Section Branding
Header Content
Analysis: The impact of war-driven oil price spikes will linger for months
Primary Content
LISTEN: Oil price spikes will have lingering consequences, even if prices drop to pre-Iran War levels. GPB's Peter Biello speaks with economist Thomas Smith about it.
TRANSCRIPT:
Peter Biello: President Trump's war with Iran has prompted a spike in oil prices, which reached nearly $120 a barrel earlier this week. More expensive oil means the cost of gasoline and everything gasoline is used to transport will rise. For more on the economic impact to Georgians, let's turn to Thomas Smith. He's an economist at the Goizueta Business School at Emory University. Welcome to the program.
Thomas Smith: Thank you for having me, man. I appreciate it.
Peter Biello: So oil prices topped 100 bucks a barrel earlier this week. Some forecasters warn of $4 a gallon gas if prices stay elevated. When gas becomes more expensive, how might that impact the cost of other things Georgians rely on?
Thomas Smith: So I just did an analysis last night just to see how everything works. And so I mapped out the cost of West Texas Intermediate Crude. So, and I looked at the year-over-year changes of that and mapped it to the year-over-year changes in the CPI, which is consumer price index, and the year-over-year changes in the PPI, the producer price index. And there's a little bit of a lag. And so when you have oil price shocks — so the price of oil goes up and you see some inflationary trends — you tend to see a jump in the producer price index the following month, which then actually corresponds to the consumer price index for that month and the next month. So you see this cascading effect where oil price shocks today cause producer price increases in 28 days, which then lead to almost immediate increases in consumer prices and then some inflation going forward. So anything that's made with energy, which is just about everything, will cascade into higher consumer prices down the road.

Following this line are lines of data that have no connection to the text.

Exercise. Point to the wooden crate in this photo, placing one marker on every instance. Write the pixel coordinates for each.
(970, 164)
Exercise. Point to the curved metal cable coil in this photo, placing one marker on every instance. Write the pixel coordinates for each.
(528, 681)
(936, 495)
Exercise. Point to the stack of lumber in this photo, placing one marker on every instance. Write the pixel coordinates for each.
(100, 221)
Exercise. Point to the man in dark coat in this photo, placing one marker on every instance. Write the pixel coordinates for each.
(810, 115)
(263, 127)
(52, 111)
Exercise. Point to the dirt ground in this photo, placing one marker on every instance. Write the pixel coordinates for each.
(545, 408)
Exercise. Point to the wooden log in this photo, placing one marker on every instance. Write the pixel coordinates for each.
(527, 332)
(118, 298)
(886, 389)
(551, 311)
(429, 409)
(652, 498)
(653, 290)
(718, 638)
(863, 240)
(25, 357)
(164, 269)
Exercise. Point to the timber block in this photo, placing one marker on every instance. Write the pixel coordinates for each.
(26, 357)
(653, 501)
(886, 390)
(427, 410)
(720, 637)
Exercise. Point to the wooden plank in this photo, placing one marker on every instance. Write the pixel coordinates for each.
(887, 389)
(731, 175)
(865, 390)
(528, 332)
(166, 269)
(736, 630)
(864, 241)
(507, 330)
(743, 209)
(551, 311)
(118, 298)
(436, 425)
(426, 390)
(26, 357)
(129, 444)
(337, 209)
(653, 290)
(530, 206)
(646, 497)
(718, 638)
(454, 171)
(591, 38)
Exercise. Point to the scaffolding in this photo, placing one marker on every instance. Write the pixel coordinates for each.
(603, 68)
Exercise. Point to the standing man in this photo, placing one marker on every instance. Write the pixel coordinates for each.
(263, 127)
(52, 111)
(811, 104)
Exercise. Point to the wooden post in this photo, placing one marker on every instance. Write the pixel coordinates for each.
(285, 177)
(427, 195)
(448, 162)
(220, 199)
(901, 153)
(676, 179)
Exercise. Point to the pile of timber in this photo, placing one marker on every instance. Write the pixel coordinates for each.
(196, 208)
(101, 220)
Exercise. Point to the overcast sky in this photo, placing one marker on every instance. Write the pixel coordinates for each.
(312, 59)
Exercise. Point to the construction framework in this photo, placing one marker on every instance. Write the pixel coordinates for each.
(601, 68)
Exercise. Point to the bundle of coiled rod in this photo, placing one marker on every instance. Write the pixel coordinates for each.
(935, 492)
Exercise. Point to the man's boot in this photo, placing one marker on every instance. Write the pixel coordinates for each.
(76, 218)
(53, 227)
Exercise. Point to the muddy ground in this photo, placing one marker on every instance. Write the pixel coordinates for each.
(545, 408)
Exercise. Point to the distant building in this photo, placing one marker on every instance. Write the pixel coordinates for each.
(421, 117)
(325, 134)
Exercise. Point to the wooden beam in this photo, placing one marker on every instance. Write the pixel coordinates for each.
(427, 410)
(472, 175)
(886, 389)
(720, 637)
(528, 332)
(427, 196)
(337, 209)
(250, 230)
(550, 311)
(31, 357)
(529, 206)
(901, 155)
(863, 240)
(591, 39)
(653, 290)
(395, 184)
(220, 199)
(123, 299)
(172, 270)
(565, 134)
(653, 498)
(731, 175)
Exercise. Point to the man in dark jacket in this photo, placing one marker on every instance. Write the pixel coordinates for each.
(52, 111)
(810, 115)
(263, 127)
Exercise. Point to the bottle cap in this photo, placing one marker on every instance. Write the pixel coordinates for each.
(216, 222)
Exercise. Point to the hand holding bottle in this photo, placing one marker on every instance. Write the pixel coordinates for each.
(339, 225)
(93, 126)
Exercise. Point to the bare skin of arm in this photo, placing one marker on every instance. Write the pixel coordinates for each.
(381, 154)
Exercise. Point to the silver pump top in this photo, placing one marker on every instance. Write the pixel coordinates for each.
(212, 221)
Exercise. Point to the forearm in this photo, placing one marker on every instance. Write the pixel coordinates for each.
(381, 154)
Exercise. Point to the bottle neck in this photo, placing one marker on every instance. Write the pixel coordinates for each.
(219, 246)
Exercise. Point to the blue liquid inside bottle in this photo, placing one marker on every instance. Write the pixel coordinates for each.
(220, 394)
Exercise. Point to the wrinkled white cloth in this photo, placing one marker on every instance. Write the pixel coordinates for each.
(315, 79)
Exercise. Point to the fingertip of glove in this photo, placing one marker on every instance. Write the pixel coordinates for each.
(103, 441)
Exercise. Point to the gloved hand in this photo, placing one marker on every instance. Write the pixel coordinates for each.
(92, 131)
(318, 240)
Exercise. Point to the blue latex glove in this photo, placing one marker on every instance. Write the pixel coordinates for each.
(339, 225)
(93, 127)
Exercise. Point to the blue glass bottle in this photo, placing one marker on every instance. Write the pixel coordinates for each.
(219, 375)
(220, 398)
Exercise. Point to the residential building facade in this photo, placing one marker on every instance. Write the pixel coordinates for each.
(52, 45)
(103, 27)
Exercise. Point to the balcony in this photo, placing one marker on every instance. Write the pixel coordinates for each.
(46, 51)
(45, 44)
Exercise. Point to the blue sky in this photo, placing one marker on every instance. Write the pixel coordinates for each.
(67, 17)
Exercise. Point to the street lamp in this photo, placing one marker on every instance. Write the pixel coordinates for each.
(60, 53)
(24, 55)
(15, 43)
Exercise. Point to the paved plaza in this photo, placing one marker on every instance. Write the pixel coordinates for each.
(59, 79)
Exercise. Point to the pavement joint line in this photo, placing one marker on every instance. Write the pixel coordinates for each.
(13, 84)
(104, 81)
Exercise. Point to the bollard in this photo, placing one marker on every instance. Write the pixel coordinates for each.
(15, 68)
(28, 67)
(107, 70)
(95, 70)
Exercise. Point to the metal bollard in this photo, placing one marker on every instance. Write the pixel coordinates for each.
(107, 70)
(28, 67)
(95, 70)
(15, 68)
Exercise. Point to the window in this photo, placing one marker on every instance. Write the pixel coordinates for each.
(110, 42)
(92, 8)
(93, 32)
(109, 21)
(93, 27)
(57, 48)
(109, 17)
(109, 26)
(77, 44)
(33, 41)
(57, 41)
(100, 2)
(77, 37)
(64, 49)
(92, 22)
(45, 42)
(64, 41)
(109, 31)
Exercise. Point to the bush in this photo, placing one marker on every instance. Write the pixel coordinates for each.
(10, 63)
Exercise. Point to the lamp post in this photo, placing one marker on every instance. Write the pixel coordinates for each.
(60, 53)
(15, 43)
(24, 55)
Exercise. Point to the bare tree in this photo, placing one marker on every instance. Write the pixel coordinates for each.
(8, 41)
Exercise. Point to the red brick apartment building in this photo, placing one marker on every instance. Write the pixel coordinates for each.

Peter Biello: And is all that contingent upon prices, oil prices, staying where they are? Or, if it drops like later this week, back to where it was a few weeks ago, will prices stable out faster than what you just described?
Thomas Smith: If oil prices go down, that doesn't change the fact that producer prices went up. So we still might see an increase in the cost of doing business, which might translate into the cost of goods and services for consumers. So even if oil prices were to go back down today, it doesn't mean that you're going to see a decrease in even the price at the gas pump today. You might see that decrease in price of the gas pump two weeks from now, right? So, I mean, there's this cascading effect, but you see the price increases almost immediately. You don't see the price decreases immediately.
Peter Biello: Are there sectors of the Georgia economy that would be particularly hard hit? Maybe farming or travel or something else?
Thomas Smith: Both those areas are very susceptible to price changes. For farming, you've got fuel for your tractors, other types of implements. Also, fertilizer costs are actually increasing quite substantially as a result of this current conflict. So farmers are going to see a double whammy in terms of price increases, both for fuel diesel and for fertilizer. Additionally, as you just mentioned, Atlanta is the home of Delta. So I mean, jet fuel, right, is very expensive. And when you have these increases, the expense just increases astronomically. So you're going to see an increase in the price of tickets and so that travel — it corresponds to spring break around here for many colleges, but it's going to translate into other business travel almost immediately. So those areas are very susceptible. People will see, if this thing persists — if this conflict persists — people will see an increase in the cost for things that they're doing on a daily basis. So you're ordering food delivery through any number of apps. The travel cost or the transportation cost might go from $1.99 to $2.99. You might not think that that's a big deal, but that's like a 50% increase in the cost of those surcharges. That's a lot if you consider maybe how often you might order in.
Peter Biello: Thomas Smith is an economist at the Goizueta Business School at Emory University. Thank you so much for speaking with me.
Thomas Smith: Thank you so much for your program. I really appreciate it.